# Franco-flemish polyphony inspired by japanese-dutch trade in culture



## deprofundis (Apr 25, 2014)

When japan open itself to outside world, dutch were the first to enter japanese kingdom so i wonder if any composer of dutch origin in renaissance toke influence from japanese music and put it in an european format but whit exotism of Japan.

Good question hey? i hope someone out there can answer this , were they classical composer of renaissance insspired by japanese spirit and tradition since contact was made between japanese and dutch first and foremost?

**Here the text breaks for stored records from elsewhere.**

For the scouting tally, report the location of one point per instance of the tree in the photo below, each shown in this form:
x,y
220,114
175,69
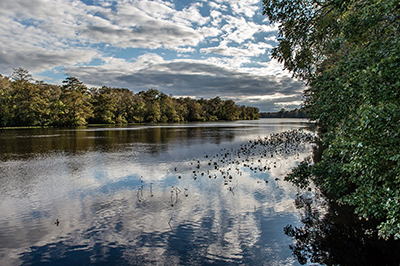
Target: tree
x,y
6,111
30,104
75,108
348,53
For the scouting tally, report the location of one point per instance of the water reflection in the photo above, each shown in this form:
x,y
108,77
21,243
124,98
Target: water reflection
x,y
165,195
334,235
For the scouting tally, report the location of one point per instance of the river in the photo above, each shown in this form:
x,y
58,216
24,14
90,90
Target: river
x,y
156,194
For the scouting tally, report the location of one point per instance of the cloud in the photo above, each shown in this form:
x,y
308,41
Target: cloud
x,y
208,48
195,78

Merci, than you, danke, arrigato dear reader of talk classical..:tiphat:


----------



## norman bates (Aug 18, 2010)

I can think of a couple of pieces made by dutch composers showing an oriental influence at the beginning of the twentieth century, Hieroglyphen of Daniel Ruyneman and the Chinese symphony of Bernard Van Dieren, but certainly nothing before that.


----------



## eugeneonagain (May 14, 2017)

The Dutch had trade arrangements with the Japanese _before_ it was opened up by U.S. imperialists (he he:tiphat.


----------



## Eschbeg (Jul 25, 2012)

By the time the Dutch and Japanese began formal trade relations, the height of the Franco-Flemish school had already passed. By most standards of periodization, the Renaissance had just ended.


----------